From mockups to momentum: How vibe coding is changing the design process

Prototyping workflows with live content creates a shared space for learning

Illustration by Aaron Lowell Denton

If you’re a product designer, you know that until recently, illustrating application behavior and user experience meant sharing mockups, annotations, detailed documentation, and click-through prototypes. The ability to test design ideas with real user content, system constraints, edge cases, or probabilistic, model-driven experiences usually didn’t appear until deep in the production phase.

Teams learned to live with a certain amount of back-and-forth collaboration with engineers because static design artifacts couldn’t fully account for system constraints and conditions. The results were often costly and frustrating. Implementation became the point at which trade-offs surfaced, and edge cases were worked out. Critical learning with our creative users was pushed downstream and polish was compressed into the final stages, when changes are more difficult and costly.

AI-assisted coded prototyping, or vibe coding, changes that dynamic. By enabling designers to test their designs and workflows with live content, ideas can be explored under more realistic conditions before product requirements solidify.

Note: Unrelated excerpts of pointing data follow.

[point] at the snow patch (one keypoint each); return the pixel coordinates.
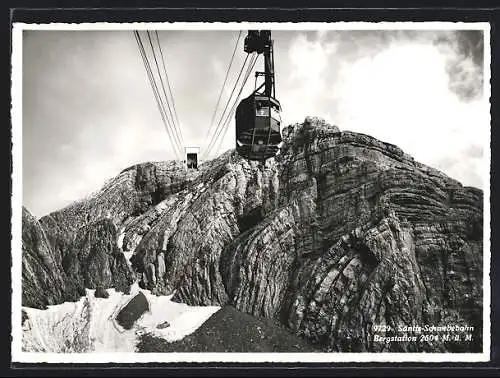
(89, 324)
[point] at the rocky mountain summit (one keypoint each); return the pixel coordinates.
(338, 237)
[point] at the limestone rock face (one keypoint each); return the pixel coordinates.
(339, 234)
(94, 260)
(42, 276)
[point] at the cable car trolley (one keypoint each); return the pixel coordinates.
(258, 120)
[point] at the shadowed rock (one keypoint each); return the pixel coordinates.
(132, 311)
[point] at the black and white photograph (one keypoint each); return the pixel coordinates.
(248, 192)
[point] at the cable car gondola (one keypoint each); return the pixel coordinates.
(258, 121)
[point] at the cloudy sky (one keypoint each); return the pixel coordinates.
(88, 109)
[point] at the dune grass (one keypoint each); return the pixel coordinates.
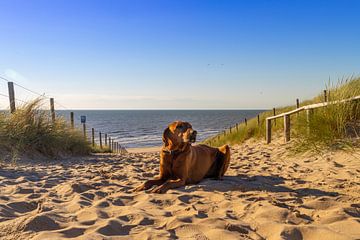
(337, 125)
(30, 131)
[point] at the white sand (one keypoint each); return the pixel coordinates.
(265, 195)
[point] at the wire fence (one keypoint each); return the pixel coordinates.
(97, 138)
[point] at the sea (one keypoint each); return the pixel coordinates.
(144, 128)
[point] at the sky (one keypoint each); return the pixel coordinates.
(179, 54)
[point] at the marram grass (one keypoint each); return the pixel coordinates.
(337, 125)
(30, 131)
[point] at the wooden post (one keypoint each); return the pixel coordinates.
(72, 119)
(84, 130)
(11, 96)
(287, 127)
(52, 109)
(325, 96)
(309, 113)
(93, 136)
(268, 131)
(274, 113)
(100, 140)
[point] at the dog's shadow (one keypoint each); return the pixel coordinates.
(244, 183)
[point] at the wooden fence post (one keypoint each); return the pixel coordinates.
(287, 127)
(274, 113)
(309, 113)
(52, 109)
(93, 136)
(100, 140)
(11, 96)
(268, 130)
(325, 96)
(84, 130)
(72, 119)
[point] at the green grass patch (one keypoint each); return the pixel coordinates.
(30, 131)
(336, 125)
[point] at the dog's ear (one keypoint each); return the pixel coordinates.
(166, 136)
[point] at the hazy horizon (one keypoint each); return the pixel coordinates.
(176, 54)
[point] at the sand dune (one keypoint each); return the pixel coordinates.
(266, 194)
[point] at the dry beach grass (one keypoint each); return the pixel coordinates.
(266, 194)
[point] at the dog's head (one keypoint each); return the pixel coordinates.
(179, 133)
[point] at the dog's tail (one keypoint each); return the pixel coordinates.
(225, 150)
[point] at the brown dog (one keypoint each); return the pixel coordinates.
(181, 163)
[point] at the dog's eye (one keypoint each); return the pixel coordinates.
(180, 127)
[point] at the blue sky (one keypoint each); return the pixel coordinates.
(177, 54)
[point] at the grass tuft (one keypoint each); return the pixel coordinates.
(30, 131)
(337, 125)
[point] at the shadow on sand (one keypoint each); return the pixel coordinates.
(244, 183)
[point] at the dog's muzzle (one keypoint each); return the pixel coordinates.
(193, 137)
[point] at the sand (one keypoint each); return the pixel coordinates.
(265, 194)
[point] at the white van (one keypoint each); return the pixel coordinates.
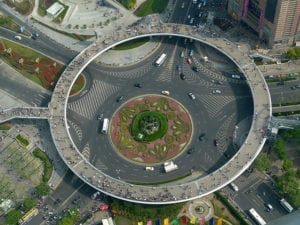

Living wireframes change collaboration

Every evolution in design tools has increased fidelity and changed participation. Hand-drawn paper prototypes once invited everyone to the table. Click-through wireframes like Balsamiq made interaction more accessible but were linear and one-dimensional. Tools like Figma significantly improve collaboration, yet the prototypes are still largely linear and removed from the realities of live application logic—abstracting constraints, timing, data, and state management.

AI-assisted coding tools create a new kind of artifact between mock-up and production code. These “living wireframes” let designers express and test intent in a dynamic environment and craft working “designed experiences” where ideas respond to real input and reflect actual system behavior. This creates an opportunity for teams to engage before production begins—when learning, iterating, and change are still cheap. Engineers encounter design ideas as behaviors, not specs. Designers spend less time polishing pixels in isolation and more time helping product teams learn what works. And product managers get earlier signals before scope hardens.

These prototypes move learning forward and surface timing questions, interaction edge cases, and system assumptions when teams can still change course. The tradeoff is that the work becomes messier earlier, which can feel uncomfortable for teams accustomed to “clean” handoffs. But clean handoffs were never truly clean—problems were simply deferred—and “messier earlier” often means fewer surprises later.

One of the biggest risks in this shift is misunderstanding what these new artifacts are: A coded prototype is not a shortcut around engineering rigor. That boundary is still explicit: prototype versus production and exploration versus commitment.

AI-assisted coding and designing for probable outcomes

As AI capabilities become more embedded in products, designers are increasingly shaping how people experience generative AI features. Instead of designing fixed outcomes, they’re designing how systems respond across a range of inputs, contexts, and levels of uncertainty. These behaviors are probabilistic rather than deterministic.

In this environment, prototyping is no longer just about previewing interfaces or simulating flows. It's a way for designers to explore how a system thinks, adapts, and responds in use. Rather than specifying exact outcomes, designers use prototypes to test conditions, boundaries, and feedback loops, and learn how different choices influence system behavior over time. This shift can initially feel uncomfortable because designing for "possible" outcomes means giving up some control over precision and embracing ambiguity earlier in the process.

But this type of prototyping helps designers engage more directly with AI‑driven behavior to determine how confidence is communicated, how systems recover from ambiguity, and how users are guided when outcomes vary. It expands the role of design from defining what should happen to shaping how systems actually behave and creates space for deeper learning. Prototyping becomes a way to experience uncertainty safely and to better understand how a system behaves before behaviors are locked into production.

What changes in the end

The real value of vibe coding isn’t speed or novelty. It’s visibility.

When designers, engineers, and product stakeholders can see and interact with ideas in context, alignment stops being theoretical, and trade-offs become tangible. Conversations shift from abstract interpretation to shared experience.

When designers start prototyping behavior, the design process stops being a relay race and becomes more like a jam session. Ideas are rougher earlier. Learning happens when change is still easy. Roles overlap. Boundaries must be negotiated deliberately. And the final product benefits from having fewer late-stage surprises.

Tools will continue to evolve, and coding models will continue to improve, but a deeper paradigm shift is already here: Design is no longer just about describing what should exist; it’s about making ideas real, early enough, that teams can decide, together, whether they’re worth building at all.